Par Hakim Ould Mohamed
Peu avant la présentation du plan d’action du gouvernement aux membres de la chambre basse du Parlement, prévue lundi prochain, le ministre de l’Industrie Ahmed Zaghdar a entamé, hier, une série de visites aux entreprises publiques, lesquelles sont en attente d’une réforme globale, dont les grands axes figurent dans ledit plan d’action.
Lors d’une escale effectuée au groupe El Hadjar d’Annaba, empêtré dans une situation financière vieille de plusieurs années déjà, le ministre de l’Industrie a appelé à faire table rase de certaines mentalités ayant prévalu jusqu’ici, en encourageant les initiatives qui donneraient une forte impulsion au rythme de production en prévision de la reprise post-pandémie. Dans un discours prononcé dans l’enceinte industrielle d’El Hadjar, Ahmed Zaghdar a affirmé s’attendre à une reprise de la demande aux produits industriels, en particulier le fer et l’acier, après la reprise de l’économie mondiale et nationale. Bien évidemment, le ministre ne pouvait pas passer outre les problèmes et les difficultés auxquels est confronté le complexe sidérurgique en dépit de toutes les injections de liquidités opérées par le passé par l’Etat propriétaire. A ce sujet, il a exprimé son mécontentement quant aux résultats enregistrés par le complexe rapportés à la valeur des aides financières importantes qu’il a reçues depuis sa création de la part des pouvoirs publics. «Le complexe n’a pas été à la hauteur des aspirations, car il n’a pas su valoriser sa position sur le marché national, a fortiori sur le marché régional et à l’étranger. C’est sans doute dû à des facteurs liés au marché et à la concurrence, mais aussi et surtout à des facteurs internes à l’entreprise, se rapportant essentiellement au mode de gouvernance et à la stratégie de développement», estime le ministre de l’Industrie. Dans la foulée, le ministre a souligné qu’il n’était plus possible de s’appuyer sur les ressources financières fournies par l’Etat pour aider le complexe à se projeter, compte tenu des conditions actuelles du pays, plaidant en faveur de la nécessité de réduire les coûts de production en s’appuyant sur l’ingénierie financière afin d’améliorer la compétitivité ainsi que sur des intrants et des matériaux locaux pour réduire leur importation. Ahmed Zaghdar a, également, souligné la nécessité de développer des partenariats avec les succursales et unités de divers complexes et holdings industriels publics.

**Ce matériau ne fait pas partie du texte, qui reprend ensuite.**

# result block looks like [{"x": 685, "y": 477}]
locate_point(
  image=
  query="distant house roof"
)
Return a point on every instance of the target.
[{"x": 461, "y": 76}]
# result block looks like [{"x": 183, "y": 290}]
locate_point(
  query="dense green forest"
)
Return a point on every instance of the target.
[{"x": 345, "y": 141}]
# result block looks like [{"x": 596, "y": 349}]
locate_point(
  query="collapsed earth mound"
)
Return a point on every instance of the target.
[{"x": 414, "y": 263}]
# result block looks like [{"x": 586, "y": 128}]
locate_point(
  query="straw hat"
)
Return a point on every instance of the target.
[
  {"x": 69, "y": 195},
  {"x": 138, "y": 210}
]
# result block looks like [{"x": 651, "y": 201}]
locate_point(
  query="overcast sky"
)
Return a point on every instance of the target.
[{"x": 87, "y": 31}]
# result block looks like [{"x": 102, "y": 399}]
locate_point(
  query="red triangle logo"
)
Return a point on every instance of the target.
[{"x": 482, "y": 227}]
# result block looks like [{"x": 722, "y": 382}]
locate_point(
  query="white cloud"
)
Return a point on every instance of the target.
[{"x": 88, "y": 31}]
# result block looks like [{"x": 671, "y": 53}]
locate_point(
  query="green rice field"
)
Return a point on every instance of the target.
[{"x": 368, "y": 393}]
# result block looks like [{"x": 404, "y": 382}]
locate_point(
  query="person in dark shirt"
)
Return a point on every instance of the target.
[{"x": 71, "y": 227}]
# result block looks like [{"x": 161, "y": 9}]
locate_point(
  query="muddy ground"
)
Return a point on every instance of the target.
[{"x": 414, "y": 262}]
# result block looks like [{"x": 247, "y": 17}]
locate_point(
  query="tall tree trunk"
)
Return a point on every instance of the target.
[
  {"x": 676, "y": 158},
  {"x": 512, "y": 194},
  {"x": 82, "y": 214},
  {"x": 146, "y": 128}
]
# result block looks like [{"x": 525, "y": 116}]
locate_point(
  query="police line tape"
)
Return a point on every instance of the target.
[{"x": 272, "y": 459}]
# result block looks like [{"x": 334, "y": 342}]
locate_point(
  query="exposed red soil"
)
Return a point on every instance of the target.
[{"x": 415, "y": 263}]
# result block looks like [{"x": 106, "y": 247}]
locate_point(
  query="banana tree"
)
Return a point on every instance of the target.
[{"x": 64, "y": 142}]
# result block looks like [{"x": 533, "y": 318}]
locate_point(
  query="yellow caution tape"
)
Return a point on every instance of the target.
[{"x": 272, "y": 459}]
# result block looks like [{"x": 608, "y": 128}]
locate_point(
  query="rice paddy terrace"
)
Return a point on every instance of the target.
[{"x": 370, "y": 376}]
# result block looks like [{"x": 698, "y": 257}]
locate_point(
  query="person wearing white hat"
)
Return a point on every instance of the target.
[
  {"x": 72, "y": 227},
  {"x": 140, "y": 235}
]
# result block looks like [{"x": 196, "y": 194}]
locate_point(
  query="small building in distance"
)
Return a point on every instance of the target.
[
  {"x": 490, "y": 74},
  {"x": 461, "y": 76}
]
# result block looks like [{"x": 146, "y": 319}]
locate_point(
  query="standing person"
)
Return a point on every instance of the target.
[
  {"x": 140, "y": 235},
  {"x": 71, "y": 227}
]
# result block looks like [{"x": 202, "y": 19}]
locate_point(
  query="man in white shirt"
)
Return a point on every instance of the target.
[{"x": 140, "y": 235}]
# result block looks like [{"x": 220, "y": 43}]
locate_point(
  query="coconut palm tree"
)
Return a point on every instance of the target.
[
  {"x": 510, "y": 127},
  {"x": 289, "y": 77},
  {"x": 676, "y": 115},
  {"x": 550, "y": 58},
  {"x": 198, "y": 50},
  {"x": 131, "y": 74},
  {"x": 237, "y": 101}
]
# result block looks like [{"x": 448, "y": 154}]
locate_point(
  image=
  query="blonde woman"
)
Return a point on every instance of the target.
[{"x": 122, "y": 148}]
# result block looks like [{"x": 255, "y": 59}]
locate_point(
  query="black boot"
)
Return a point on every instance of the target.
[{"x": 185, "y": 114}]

Quant à la situation interne du complexe sidérurgique, liée à l’aspect social et à l’instabilité chronique qui l’anime depuis maintenant plusieurs années, Ahmed Zaghdar a plaidé en faveur du dialogue avec les différents partenaires, laquelle concertation doit avoir pour seul objectif, d’après lui, celui de relever les défis du complexe et d’instaurer un climat propice au développement des activités de production. Les propos du ministre sonnent comme une volonté de projeter le complexe sur la nouvelle perspective à laquelle aspire le gouvernement, clairement explicitée dans son plan d’action, en attente d’être examiné par le Parlement. La nouvelle approche du gouvernement Benabderrahmane en matière de gestion du secteur public marchand repose sur deux piliers essentiels, à savoir l’amélioration de la gouvernance des entreprises publiques et leur mise à niveau et développement. Entre autres actions prévues dans son plan de relance, l’Exécutif compte ainsi «auditer et évaluer les capitaux du secteur public marchand, notamment le management des groupes/holdings industriels et les entreprises publiques économiques», «engager une restructuration du secteur public marchand à la lumière des audits engagés et ouverture du capital des entreprises» et «réviser et mettre à jour le cadre juridique régissant les participations de l’Etat, de l’entreprise publique et du partenariat pour l’adapter aux nouvelles exigences que commande la politique de renouveau économique».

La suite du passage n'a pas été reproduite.